The idea is that some tables will never contain sensitive data, they might describe, for example, all the care centres that are referenced in the database, or all the set of all possible deseases that might be diagnosed (not who has such a diagnosis or even if anybody has). Such tables are referred to as Vocabulary tables.

Which tables are represented is configured by the configure-tables command, so the user must be careful not to configure any tables containing sensitive data as Vocabulary tables.

Releasing the intermediate data

These files – orm.yaml, config.yaml, the vocabulary files and especially the src-stats.yaml file – now need to have Information Governance processes applied to them as it is these files that can be extracted from the private network or Trusted Research Environment to allow the construction of the synthetic data in a less sensitive computing environment, if required.
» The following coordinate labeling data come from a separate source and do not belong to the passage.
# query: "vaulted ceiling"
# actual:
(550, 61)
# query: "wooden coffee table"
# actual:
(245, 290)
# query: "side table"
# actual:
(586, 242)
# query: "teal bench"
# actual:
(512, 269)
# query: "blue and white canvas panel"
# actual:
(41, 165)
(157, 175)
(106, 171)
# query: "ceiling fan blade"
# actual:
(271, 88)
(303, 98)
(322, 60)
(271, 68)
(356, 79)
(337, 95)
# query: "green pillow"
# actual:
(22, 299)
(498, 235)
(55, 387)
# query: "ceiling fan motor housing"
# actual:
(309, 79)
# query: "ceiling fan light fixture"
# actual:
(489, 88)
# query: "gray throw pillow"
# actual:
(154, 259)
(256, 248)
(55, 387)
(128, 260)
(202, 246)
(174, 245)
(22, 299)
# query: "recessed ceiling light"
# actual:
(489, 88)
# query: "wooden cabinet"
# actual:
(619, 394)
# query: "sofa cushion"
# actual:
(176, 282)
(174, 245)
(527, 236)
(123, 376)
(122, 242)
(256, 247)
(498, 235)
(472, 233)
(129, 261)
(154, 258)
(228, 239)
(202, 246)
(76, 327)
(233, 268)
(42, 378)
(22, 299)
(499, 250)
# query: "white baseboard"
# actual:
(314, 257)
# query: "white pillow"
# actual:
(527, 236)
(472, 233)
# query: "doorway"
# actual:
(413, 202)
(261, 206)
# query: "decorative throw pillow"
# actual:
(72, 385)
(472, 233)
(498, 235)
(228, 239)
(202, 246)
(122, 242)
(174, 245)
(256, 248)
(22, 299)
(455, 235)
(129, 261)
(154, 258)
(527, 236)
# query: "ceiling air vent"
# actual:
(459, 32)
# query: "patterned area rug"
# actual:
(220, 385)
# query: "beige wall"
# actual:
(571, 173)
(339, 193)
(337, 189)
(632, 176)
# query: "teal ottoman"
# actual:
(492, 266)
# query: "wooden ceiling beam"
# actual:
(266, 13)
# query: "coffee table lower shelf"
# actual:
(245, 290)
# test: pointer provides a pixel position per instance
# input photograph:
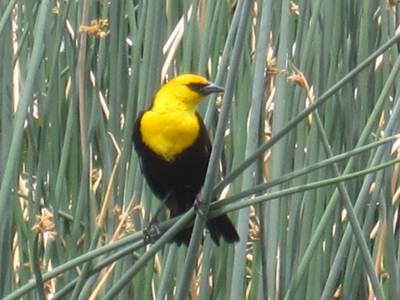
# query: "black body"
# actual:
(181, 179)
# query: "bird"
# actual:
(173, 147)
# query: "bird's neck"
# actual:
(169, 132)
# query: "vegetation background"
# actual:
(304, 154)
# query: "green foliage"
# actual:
(304, 158)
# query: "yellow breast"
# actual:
(169, 133)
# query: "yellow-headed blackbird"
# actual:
(174, 148)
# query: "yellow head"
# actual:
(184, 92)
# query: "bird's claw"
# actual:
(200, 206)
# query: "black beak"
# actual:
(206, 89)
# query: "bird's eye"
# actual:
(197, 87)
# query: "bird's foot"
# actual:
(200, 206)
(151, 232)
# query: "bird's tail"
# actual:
(219, 227)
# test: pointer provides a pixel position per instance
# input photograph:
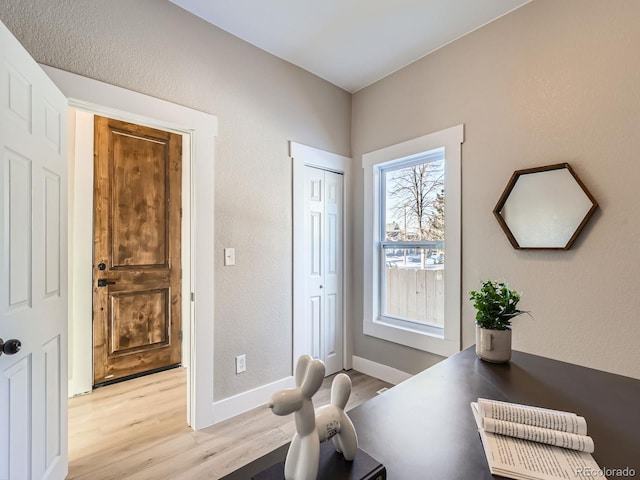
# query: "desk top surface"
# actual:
(424, 427)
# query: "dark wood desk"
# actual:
(424, 428)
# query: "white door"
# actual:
(33, 268)
(323, 265)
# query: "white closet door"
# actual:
(33, 268)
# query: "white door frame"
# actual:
(201, 128)
(302, 156)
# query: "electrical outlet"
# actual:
(241, 363)
(229, 256)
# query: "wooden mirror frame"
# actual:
(504, 223)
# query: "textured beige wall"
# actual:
(261, 102)
(551, 82)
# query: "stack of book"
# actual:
(532, 443)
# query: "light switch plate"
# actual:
(229, 256)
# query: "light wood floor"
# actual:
(137, 430)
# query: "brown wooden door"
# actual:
(137, 197)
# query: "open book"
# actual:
(532, 443)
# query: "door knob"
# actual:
(10, 347)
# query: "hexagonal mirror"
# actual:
(544, 208)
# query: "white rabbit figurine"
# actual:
(331, 420)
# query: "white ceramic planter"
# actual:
(493, 345)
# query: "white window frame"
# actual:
(374, 324)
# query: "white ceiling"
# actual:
(350, 43)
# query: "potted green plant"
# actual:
(496, 306)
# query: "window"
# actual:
(412, 242)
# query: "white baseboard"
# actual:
(232, 406)
(378, 370)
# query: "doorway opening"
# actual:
(82, 265)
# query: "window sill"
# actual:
(412, 337)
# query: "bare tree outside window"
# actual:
(415, 202)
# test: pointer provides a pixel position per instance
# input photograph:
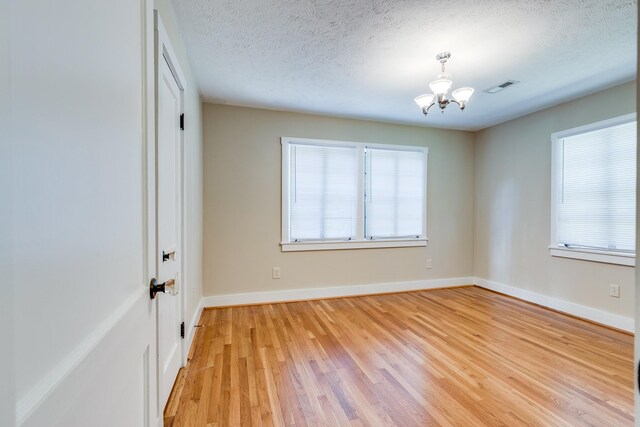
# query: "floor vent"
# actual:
(501, 86)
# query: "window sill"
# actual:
(595, 256)
(351, 244)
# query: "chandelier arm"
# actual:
(459, 104)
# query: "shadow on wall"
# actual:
(503, 216)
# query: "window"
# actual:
(346, 195)
(594, 192)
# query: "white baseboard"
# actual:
(331, 292)
(191, 326)
(614, 320)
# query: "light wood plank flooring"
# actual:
(462, 357)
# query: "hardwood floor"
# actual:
(452, 357)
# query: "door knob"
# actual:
(167, 287)
(168, 256)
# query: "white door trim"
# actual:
(164, 48)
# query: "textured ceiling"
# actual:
(369, 59)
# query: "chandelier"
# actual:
(440, 87)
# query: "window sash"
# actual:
(594, 181)
(394, 193)
(357, 239)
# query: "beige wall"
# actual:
(512, 206)
(242, 204)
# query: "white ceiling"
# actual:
(369, 59)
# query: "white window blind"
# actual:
(394, 192)
(322, 192)
(597, 194)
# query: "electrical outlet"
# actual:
(614, 291)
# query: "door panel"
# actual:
(168, 222)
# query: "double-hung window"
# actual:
(346, 195)
(594, 192)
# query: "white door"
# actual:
(168, 203)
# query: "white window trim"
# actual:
(359, 242)
(586, 254)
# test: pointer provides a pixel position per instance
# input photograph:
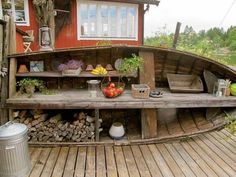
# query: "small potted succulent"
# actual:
(131, 65)
(28, 86)
(72, 67)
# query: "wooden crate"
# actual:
(185, 83)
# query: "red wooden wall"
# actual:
(68, 35)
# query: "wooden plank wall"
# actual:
(147, 76)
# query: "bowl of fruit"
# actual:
(112, 89)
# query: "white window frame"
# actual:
(26, 10)
(116, 4)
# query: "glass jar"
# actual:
(93, 87)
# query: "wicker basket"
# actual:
(71, 72)
(140, 91)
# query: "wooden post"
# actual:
(1, 47)
(178, 25)
(9, 48)
(52, 22)
(96, 125)
(4, 88)
(147, 76)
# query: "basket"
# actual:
(140, 91)
(71, 72)
(112, 92)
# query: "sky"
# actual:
(200, 14)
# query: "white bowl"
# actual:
(117, 130)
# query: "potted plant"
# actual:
(28, 86)
(131, 65)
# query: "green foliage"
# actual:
(214, 43)
(131, 65)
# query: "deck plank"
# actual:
(120, 162)
(227, 139)
(101, 162)
(193, 165)
(70, 163)
(224, 142)
(37, 170)
(111, 163)
(208, 159)
(81, 162)
(215, 156)
(201, 163)
(60, 163)
(165, 170)
(223, 154)
(228, 134)
(90, 162)
(129, 159)
(169, 160)
(220, 146)
(180, 161)
(51, 161)
(204, 155)
(150, 161)
(34, 156)
(142, 166)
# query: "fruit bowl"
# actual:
(233, 89)
(112, 89)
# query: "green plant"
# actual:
(28, 86)
(131, 65)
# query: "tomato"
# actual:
(112, 85)
(119, 91)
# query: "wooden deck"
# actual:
(211, 154)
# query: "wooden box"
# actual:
(140, 91)
(185, 83)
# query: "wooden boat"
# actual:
(172, 116)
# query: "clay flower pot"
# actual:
(30, 90)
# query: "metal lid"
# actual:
(10, 130)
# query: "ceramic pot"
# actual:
(22, 69)
(30, 90)
(117, 130)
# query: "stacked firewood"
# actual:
(43, 128)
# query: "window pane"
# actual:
(104, 20)
(131, 22)
(113, 21)
(19, 5)
(6, 7)
(123, 21)
(84, 19)
(20, 16)
(92, 20)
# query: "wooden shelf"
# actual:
(58, 74)
(80, 99)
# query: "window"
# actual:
(107, 20)
(19, 9)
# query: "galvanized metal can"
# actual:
(14, 153)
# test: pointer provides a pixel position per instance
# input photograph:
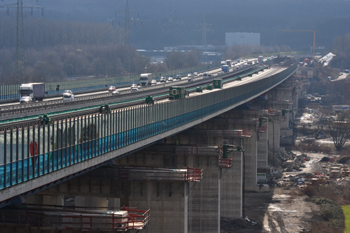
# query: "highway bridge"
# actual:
(37, 155)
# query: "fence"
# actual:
(27, 152)
(8, 92)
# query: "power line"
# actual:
(20, 50)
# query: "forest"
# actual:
(75, 38)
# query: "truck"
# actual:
(36, 91)
(225, 68)
(146, 79)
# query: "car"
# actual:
(206, 74)
(111, 88)
(25, 100)
(68, 95)
(115, 92)
(178, 77)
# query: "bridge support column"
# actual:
(168, 202)
(96, 203)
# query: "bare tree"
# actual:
(339, 129)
The sensitive database is no longer required in Datafaker’s operation.

Datafaker Repopulate phase

  • datafaker create-tables creates the structure of the destination database to match (as much as is requested) the structure of the source database

  • datafaker create-generators creates Python code files that will actually generate the data (this phase might be removed in a future version of Datafaker)

  • datafaker create-data writes fake data into the destination database.

As these operations require no access to the sensitive data, this phase can be distributed to anybody that wants to make their own fake data in their own database should we want to allow that. This could allow them to make larger or smaller similar databases, or tweak the generated data with the results of their own simulations in order to test their own analyses.